Après des années de travail acharné, Ussher annonça son résultat : selon ses calculs, le monde avait été créé le soir du 22 octobre 4004 avant Jésus-Christ. Plus précisément, il décréta que la Création débuta à 18 heures précises, l’heure du coucher du soleil selon le calendrier hébraïque, qui marque le début du jour. Mais le choix du 22 octobre 4004 avant J.-C. n’était pas arbitraire. Il s’inscrivait dans la croyance largement répandue à l’époque que Dieu avait créé le monde à l’automne, la saison où, selon les anciens, la nature elle-même semblait renaître. La date coïncidait également avec la tradition juive du Rosh Hashanah, la fête du Nouvel An, souvent associée au moment où Dieu avait façonné le monde.


L'œuvre d'Ussher, intitulée « Annales du monde », fut publiée en 1650 en latin, puis en anglais en 1658. Le livre devint rapidement une référence incontournable, non seulement pour les théologiens mais aussi pour les scientifiques de l’époque. Sa chronologie fut intégrée aux marges de nombreuses éditions de la Bible pendant les deux siècles suivants, renforçant l'idée que la Terre et l'humanité avaient une histoire beaucoup plus courte que ne le supposaient les philosophes ou les scientifiques.

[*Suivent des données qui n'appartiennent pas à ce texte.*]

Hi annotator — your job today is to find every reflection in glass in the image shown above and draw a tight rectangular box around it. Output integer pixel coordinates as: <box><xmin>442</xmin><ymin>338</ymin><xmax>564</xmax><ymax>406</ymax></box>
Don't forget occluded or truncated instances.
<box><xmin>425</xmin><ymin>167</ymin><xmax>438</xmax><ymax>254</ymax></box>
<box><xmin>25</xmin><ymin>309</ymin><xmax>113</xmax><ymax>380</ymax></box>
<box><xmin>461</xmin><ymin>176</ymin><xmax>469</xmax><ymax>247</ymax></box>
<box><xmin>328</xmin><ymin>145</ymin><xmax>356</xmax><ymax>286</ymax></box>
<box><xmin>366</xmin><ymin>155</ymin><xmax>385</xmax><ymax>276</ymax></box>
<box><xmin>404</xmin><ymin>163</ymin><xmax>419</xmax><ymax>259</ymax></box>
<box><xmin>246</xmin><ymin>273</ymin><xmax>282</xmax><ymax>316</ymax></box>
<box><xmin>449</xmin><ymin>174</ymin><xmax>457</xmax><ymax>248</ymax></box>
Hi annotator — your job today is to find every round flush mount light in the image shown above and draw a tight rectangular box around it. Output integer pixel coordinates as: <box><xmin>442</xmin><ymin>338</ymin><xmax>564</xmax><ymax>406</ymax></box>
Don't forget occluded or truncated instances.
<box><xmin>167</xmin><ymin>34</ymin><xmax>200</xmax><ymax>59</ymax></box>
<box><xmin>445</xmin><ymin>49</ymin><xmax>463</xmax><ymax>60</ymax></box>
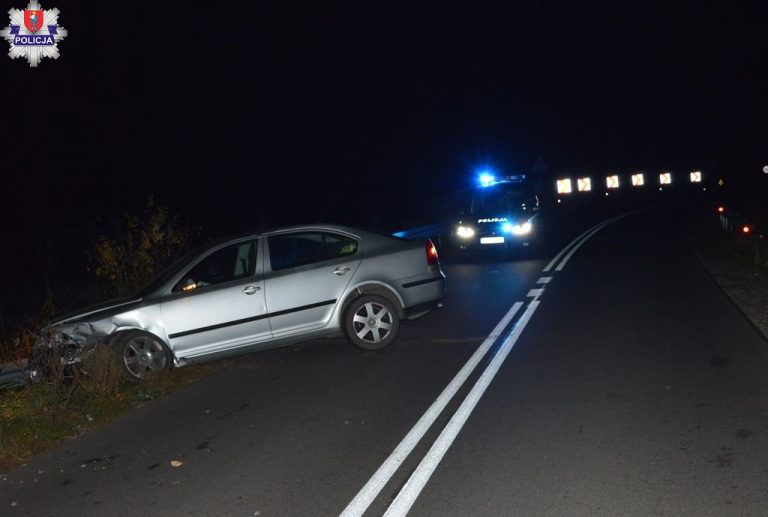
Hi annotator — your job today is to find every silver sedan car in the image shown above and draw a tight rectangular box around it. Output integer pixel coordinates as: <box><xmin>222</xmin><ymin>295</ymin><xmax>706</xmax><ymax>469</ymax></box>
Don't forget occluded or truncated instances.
<box><xmin>38</xmin><ymin>225</ymin><xmax>446</xmax><ymax>381</ymax></box>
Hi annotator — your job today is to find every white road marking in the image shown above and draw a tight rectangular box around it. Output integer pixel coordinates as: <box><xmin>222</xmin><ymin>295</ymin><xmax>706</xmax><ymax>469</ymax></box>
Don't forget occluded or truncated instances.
<box><xmin>527</xmin><ymin>288</ymin><xmax>544</xmax><ymax>298</ymax></box>
<box><xmin>548</xmin><ymin>209</ymin><xmax>648</xmax><ymax>273</ymax></box>
<box><xmin>382</xmin><ymin>301</ymin><xmax>541</xmax><ymax>517</ymax></box>
<box><xmin>554</xmin><ymin>212</ymin><xmax>634</xmax><ymax>271</ymax></box>
<box><xmin>553</xmin><ymin>223</ymin><xmax>611</xmax><ymax>272</ymax></box>
<box><xmin>536</xmin><ymin>277</ymin><xmax>552</xmax><ymax>284</ymax></box>
<box><xmin>542</xmin><ymin>217</ymin><xmax>614</xmax><ymax>272</ymax></box>
<box><xmin>339</xmin><ymin>302</ymin><xmax>524</xmax><ymax>517</ymax></box>
<box><xmin>542</xmin><ymin>230</ymin><xmax>592</xmax><ymax>272</ymax></box>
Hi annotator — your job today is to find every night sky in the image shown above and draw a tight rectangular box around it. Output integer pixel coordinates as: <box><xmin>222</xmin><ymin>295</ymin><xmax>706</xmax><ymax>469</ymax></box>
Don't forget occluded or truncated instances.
<box><xmin>1</xmin><ymin>2</ymin><xmax>766</xmax><ymax>298</ymax></box>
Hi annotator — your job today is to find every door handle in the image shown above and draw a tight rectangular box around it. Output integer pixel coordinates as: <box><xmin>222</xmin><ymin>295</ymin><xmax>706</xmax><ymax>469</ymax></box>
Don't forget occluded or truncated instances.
<box><xmin>333</xmin><ymin>266</ymin><xmax>351</xmax><ymax>276</ymax></box>
<box><xmin>242</xmin><ymin>285</ymin><xmax>261</xmax><ymax>295</ymax></box>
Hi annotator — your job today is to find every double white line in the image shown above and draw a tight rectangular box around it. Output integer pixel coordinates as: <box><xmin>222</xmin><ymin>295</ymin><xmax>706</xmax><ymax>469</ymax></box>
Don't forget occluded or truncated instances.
<box><xmin>341</xmin><ymin>213</ymin><xmax>632</xmax><ymax>517</ymax></box>
<box><xmin>542</xmin><ymin>213</ymin><xmax>627</xmax><ymax>273</ymax></box>
<box><xmin>383</xmin><ymin>300</ymin><xmax>540</xmax><ymax>516</ymax></box>
<box><xmin>340</xmin><ymin>301</ymin><xmax>524</xmax><ymax>517</ymax></box>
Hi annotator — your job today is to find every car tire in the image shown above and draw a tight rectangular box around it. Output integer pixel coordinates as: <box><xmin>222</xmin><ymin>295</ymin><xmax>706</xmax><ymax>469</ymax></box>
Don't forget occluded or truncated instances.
<box><xmin>344</xmin><ymin>295</ymin><xmax>400</xmax><ymax>351</ymax></box>
<box><xmin>114</xmin><ymin>330</ymin><xmax>172</xmax><ymax>382</ymax></box>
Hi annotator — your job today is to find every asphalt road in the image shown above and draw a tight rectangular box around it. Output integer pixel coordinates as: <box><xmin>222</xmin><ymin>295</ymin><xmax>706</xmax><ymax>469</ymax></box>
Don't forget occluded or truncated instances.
<box><xmin>3</xmin><ymin>206</ymin><xmax>768</xmax><ymax>516</ymax></box>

Le travail de James Ussher ne doit pas être perçu simplement comme un exemple d’obscurantisme religieux. Son esprit méthodique, son érudition et son ambition témoignent de l’effort humain constant pour comprendre d’où nous venons. Toutefois, son travail ne fut pas exempt de critiques, même parmi ses contemporains. John Lightfoot, un théologien anglais, contesta sa chronologie et proposa sa propre date pour la Création, affirmant que Dieu avait façonné le monde en octobre 3929 avant J.-C. Ces débats autour de la datation de la Création, bien que techniques, révèlent à quel point les questions d'origine étaient au cœur des préoccupations intellectuelles et religieuses du XVIIe siècle.

Avec l’avènement des sciences épigraphiques et archéologiques au XIXe siècle, les certitudes d’Ussher et de ses pairs furent de plus en plus remises en question. Chaque nouvelle découverte — que ce soit Champolion et les hiéroglyphes, la découverte de la civilisation sumérienne vieille de plusieurs millénaires, ou les tablettes cunéiformes évoquant des événements antérieurs à la chronologie biblique — repoussait toujours plus loin l’âge des civilisations et, par conséquent, celui de l’humanité. L’Église, jusque-là dominante dans l’interprétation de l’histoire des hommes, fut ébranlée par ces avancées scientifiques. Loin de l’image d’un monde jeune et ordonné, les nouvelles découvertes dessinaient une humanité bien plus ancienne, et surtout beaucoup plus complexe que ce que la Bible semblait suggérer.